After what seemed like hours more, we got to the maternity hospital in Cap Haïtien before the baby came. At first relieved, then, as my eyes adjusted to the dark, I was appalled at the sight. What seemed like shadows on the ground were actually pregnant women not yet admitted to the maternity hospital.
Now what? I collected my thoughts. Still feigning confidence I took the girl to the door at the top of the steps and firmly knocked. Eventually a stern nun peered out a barely cracked door. Please, let my whiteness be a benefit!
It worked, my whiteness opened the door and at least this one girl was allowed in. Next morning, we got word that the girl delivered a child to be named after Norm, by emergency cesarean section. Norm or Norma, I never knew.

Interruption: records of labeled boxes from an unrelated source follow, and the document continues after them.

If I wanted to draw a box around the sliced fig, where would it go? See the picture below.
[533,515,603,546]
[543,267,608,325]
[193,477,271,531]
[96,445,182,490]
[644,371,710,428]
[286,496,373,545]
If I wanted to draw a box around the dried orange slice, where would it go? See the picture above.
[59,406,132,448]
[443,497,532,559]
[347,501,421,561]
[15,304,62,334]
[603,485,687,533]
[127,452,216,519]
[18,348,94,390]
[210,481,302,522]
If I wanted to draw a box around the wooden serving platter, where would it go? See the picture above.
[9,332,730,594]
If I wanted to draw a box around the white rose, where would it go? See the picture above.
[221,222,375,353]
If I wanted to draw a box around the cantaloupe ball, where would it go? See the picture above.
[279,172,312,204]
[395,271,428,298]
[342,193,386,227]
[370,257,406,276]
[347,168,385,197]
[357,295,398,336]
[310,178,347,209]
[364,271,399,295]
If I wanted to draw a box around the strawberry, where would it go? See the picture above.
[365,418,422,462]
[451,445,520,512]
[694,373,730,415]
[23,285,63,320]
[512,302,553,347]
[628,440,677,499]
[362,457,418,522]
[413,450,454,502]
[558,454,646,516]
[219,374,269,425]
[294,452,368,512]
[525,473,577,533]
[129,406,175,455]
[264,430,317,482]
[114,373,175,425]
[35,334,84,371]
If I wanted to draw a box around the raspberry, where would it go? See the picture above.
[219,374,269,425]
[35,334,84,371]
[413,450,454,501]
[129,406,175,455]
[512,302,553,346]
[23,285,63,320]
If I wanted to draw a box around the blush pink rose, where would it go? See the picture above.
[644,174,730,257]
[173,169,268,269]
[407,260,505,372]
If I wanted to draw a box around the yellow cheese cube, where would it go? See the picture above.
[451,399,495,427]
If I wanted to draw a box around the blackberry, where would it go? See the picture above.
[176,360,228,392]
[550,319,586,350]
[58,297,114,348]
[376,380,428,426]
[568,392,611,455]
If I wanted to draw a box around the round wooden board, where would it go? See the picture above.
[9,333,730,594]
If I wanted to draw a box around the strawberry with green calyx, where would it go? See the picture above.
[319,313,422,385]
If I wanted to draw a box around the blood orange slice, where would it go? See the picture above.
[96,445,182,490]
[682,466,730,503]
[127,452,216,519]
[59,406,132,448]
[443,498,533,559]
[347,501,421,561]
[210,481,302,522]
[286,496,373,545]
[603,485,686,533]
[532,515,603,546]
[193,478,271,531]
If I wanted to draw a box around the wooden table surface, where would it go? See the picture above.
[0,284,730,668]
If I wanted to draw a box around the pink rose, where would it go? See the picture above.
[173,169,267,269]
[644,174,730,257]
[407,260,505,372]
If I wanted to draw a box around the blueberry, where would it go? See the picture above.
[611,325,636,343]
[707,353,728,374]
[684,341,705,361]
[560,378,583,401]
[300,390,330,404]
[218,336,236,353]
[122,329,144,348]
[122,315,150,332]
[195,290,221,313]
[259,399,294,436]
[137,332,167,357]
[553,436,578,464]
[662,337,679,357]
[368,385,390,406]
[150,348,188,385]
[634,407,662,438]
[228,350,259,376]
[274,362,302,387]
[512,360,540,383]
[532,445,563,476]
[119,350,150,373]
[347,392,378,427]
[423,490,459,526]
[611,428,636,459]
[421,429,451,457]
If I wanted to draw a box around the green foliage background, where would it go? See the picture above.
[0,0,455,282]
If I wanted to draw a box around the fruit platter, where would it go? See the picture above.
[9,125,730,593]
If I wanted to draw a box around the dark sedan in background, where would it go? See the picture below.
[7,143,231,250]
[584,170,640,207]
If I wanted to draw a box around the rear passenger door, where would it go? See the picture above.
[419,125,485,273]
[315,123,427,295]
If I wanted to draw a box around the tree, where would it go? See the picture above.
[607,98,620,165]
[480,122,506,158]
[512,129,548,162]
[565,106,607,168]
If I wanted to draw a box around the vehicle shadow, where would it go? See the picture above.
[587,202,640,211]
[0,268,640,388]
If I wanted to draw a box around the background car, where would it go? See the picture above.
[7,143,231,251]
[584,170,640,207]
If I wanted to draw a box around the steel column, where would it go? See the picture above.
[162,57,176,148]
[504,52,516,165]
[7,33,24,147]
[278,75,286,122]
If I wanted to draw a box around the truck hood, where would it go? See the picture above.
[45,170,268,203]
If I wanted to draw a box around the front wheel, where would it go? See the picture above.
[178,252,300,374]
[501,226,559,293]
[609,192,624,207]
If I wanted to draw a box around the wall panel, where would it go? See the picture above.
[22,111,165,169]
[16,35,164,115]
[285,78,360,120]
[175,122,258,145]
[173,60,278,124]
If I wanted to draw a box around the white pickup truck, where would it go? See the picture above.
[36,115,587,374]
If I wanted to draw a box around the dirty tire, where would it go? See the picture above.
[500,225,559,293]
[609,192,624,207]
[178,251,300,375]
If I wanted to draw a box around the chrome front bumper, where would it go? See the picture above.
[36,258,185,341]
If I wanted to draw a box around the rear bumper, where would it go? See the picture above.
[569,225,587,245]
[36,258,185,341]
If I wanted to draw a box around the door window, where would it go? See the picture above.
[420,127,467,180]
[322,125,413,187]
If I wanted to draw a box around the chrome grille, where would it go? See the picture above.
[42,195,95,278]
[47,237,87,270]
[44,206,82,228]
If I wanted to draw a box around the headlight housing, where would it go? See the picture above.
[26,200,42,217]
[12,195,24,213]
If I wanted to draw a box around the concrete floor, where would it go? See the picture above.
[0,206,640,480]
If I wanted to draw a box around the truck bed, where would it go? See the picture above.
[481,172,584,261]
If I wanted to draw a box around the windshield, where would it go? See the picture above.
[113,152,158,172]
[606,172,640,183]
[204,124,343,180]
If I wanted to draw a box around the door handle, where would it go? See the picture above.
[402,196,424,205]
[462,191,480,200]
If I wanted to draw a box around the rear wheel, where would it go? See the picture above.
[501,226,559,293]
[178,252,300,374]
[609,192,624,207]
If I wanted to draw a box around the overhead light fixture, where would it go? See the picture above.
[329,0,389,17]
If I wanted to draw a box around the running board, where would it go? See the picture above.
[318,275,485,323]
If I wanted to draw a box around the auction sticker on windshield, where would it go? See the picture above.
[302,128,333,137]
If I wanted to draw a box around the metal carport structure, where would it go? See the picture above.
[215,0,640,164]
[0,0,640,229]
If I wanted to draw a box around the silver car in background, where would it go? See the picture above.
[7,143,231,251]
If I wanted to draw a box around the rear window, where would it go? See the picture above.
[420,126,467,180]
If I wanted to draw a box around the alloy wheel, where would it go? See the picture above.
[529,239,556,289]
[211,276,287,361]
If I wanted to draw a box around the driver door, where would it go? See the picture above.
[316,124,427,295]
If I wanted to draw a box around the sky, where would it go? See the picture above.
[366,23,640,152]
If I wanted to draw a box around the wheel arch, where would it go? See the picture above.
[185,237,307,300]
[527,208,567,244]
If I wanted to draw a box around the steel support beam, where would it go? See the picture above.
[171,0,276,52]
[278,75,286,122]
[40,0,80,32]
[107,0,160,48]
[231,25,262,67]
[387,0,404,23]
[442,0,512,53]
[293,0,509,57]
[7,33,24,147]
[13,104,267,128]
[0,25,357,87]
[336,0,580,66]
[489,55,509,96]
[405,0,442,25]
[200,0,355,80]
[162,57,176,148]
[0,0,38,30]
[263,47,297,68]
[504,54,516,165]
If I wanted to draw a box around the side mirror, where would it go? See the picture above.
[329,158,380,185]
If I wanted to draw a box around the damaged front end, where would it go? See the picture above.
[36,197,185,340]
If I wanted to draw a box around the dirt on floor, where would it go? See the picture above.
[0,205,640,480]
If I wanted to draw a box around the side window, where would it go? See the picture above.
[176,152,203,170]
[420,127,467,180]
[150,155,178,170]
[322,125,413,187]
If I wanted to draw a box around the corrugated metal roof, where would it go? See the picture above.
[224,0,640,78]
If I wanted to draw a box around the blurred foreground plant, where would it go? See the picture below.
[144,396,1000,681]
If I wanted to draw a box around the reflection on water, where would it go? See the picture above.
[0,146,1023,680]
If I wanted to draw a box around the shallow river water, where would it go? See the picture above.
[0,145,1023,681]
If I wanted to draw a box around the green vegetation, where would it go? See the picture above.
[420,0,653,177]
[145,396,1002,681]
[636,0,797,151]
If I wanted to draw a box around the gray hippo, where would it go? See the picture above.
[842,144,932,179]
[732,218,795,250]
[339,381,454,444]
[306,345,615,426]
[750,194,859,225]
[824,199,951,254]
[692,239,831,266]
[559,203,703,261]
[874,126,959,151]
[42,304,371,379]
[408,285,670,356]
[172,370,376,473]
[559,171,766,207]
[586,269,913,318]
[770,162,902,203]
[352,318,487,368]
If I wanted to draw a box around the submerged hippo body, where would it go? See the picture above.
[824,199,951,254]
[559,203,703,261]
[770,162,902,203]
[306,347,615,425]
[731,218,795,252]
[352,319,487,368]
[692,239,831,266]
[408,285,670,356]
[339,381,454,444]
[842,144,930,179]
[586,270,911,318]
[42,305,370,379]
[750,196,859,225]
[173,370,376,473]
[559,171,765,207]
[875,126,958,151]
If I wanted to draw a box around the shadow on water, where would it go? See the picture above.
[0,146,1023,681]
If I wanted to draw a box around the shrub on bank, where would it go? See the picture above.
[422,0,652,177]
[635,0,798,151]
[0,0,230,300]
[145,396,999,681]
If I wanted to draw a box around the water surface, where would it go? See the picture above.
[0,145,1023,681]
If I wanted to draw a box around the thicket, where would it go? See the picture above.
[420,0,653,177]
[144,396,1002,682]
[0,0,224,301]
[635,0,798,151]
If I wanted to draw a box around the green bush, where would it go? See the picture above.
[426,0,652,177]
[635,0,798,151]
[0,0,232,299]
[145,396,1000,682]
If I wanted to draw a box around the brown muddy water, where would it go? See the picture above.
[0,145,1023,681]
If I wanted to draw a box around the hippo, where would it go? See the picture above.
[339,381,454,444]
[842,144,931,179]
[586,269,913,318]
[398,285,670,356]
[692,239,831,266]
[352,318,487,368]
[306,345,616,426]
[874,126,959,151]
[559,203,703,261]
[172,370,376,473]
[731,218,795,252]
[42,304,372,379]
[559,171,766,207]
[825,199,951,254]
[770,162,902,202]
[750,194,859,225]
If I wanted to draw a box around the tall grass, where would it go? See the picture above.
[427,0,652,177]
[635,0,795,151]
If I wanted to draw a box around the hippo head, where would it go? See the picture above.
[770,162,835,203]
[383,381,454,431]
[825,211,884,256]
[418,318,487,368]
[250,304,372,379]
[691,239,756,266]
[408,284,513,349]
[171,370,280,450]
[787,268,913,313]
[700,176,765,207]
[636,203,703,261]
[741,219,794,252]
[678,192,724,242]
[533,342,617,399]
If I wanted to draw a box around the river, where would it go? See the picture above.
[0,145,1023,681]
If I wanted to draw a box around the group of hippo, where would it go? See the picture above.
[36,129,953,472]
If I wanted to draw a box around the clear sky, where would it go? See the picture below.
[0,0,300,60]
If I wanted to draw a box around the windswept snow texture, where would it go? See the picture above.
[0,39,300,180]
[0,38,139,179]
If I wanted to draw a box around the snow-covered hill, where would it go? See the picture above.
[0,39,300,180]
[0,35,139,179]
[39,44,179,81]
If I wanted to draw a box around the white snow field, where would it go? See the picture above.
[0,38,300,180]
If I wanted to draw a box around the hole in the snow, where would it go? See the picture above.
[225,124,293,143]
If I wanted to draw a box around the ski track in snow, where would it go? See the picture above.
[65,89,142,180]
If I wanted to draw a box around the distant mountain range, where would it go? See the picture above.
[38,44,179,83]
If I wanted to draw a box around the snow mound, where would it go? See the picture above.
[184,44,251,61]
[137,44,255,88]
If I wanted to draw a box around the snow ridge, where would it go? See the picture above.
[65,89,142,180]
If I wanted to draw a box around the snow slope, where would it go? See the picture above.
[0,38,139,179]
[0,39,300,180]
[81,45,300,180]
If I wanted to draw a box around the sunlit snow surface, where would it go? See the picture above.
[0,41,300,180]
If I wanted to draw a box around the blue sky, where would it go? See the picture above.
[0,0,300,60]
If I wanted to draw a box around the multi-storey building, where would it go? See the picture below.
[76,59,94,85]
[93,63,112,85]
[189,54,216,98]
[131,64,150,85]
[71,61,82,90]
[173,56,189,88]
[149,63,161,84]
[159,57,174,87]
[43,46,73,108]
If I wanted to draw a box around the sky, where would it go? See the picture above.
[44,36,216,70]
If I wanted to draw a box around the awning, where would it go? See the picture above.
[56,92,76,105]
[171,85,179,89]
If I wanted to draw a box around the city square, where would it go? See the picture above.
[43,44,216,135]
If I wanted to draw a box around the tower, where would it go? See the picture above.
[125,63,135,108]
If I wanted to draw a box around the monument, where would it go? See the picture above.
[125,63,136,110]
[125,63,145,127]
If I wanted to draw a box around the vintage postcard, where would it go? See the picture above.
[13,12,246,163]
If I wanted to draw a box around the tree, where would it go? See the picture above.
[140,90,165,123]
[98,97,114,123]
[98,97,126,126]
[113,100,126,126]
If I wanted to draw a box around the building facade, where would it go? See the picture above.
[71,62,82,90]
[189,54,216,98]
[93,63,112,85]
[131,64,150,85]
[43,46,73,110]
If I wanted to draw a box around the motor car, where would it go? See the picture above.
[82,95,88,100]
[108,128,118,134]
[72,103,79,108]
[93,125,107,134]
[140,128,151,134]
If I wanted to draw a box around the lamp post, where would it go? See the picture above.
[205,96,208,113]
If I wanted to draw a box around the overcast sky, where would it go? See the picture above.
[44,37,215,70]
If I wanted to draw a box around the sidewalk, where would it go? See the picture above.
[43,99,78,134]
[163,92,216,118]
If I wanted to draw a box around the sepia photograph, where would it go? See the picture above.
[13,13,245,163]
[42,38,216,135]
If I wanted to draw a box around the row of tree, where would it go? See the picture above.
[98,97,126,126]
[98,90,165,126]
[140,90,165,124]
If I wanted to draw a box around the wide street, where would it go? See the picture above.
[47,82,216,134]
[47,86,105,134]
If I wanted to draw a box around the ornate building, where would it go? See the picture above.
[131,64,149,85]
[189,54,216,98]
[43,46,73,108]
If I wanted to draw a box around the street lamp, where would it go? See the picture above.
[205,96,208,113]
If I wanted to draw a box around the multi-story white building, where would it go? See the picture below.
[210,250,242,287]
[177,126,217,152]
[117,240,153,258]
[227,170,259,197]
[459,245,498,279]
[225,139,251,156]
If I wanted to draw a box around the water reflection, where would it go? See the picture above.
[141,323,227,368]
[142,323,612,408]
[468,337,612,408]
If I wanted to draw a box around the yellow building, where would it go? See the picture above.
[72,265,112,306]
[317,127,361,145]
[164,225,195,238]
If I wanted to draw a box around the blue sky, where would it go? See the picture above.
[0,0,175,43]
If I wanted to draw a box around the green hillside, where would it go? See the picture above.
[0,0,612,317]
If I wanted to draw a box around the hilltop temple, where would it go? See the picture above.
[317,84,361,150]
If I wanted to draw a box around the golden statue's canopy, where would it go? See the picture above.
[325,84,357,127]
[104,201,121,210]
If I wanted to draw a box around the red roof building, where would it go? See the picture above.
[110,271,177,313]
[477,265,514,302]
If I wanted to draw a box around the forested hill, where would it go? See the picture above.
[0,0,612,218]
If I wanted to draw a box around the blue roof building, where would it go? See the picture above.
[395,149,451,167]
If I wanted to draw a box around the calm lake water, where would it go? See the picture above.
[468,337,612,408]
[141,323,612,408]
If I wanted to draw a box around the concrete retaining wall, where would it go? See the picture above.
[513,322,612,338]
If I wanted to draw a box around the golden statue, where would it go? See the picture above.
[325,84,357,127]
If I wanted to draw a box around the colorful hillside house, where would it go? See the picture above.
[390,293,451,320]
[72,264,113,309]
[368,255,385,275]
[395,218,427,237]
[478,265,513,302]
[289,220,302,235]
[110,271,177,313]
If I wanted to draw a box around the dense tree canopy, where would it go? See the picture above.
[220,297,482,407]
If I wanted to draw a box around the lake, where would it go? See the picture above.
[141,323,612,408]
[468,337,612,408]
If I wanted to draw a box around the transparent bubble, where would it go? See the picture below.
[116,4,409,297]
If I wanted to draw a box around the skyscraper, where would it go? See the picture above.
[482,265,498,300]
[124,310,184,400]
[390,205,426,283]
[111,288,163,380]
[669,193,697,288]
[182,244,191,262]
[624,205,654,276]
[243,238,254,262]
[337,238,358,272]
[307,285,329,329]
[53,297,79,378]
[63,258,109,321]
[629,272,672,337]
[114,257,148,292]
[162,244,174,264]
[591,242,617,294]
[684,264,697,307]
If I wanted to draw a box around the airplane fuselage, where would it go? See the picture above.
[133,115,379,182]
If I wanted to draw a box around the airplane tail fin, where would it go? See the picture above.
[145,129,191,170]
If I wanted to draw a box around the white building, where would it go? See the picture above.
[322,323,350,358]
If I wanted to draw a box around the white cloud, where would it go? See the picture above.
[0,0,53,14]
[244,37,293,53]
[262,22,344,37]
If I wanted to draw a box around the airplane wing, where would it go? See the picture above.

Checking to see if Grandma Toby’s eyes were glistening like mine, I recalled other medical moments in Haiti. The contrast with Mercy Folsom is beyond words. For example, three days after the 2010 earthquake, Paul and I got into Haiti by donated seats on a teeny plane that landed in the grass with 900 lbs. of donated medical supplies. That day Doctors Without Boarders was trying to treat patients without their medical supplies, which hadn’t arrived with them. We supplied the medicine; they supplied the skill. Doctors did treatments even amputations on the hostel’s kitchen table. An artist later memorialized the moment by painting the tableau on the table top at Matthew 25 House.
In Haiti hospitals won’t admit patients unless they have a doctor’s note and all their medical supplies in hand. Often hospital beds even lack sheets. The contrast with 3-patient per nurse “Progressive Care” is light-years from medical care in Haiti. Once, Madam Bwa, a mid-wife, cried when I gave her a re-cycled pair of scissors to cut umbilical cords, “Oh, I needed scissors so! Sometimes they only have a rusty knife!” she exclaimed.
I am so grateful to have my loved one resting in such a gracious place, where “humankindness” is not just their motto, but has been our experience.
I have to wonder – aren’t we all human? Doesn’t everyone deserve human kindness? Does human kindness too often stop at our shore? Can’t it wash up on Haiti’s shore like I did that night in Labadee?
Each one of my 30 plus service trips to Haiti has been dependent on your kindness, your generosity and your support. You are a member of Children’s Hope Team whether you physically help carry duffle bags, help run medical clinics or drop a check in the mail. No one person is more important than you. Without your support our students would have no sports, school or medical supplies to carry in. Tipa tipa, step by step, we carry the load.